Although it contains much that is apocryphal, or at least wildly inaccurate, the Guide is unlike anything Arthur — or viewers — have ever seen before. Soon, Arthur and Ford meet up with Zaphod Beeblebrox (Mark Wing-Davey), the egotistical two-headed, three-armed President of the Galaxy, and Trillian (Sandra Dickinson), an English woman who Arthur once unsuccessfully tried to pick up at a party. Joined by the clinically depressed Marvin the Paranoid Android, our heroes embark on a side-splitting journey through time and space in which the learn the answer to the question of life, the universe, and everything, discover how important dolphins and mice are, and catch a quick bite at the Restaurant at the End of the Universe.
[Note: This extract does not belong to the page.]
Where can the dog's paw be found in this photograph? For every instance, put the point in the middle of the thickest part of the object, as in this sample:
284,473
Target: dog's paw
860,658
The impact of The Hitchhiker’s Guide to the Galaxy can be felt not only in other series like Red Dwarf, but in countless anarchic and existential comedies released over the past four decades. On November 13th, BBC/Warner will release a special anniversary edition of the TV series, remastered and packed with special features that not only pay tribute to the late, great Douglas Adams but also to the various permutations of his enduring masterpiece.
Packed with plenty of laughs and a low-budget Doctor Who-esque charm, this new release will introduce a new generation of hoopy froods to the pleasures of Hitchhiker’s Guide. And for that, there truly is no need to panic.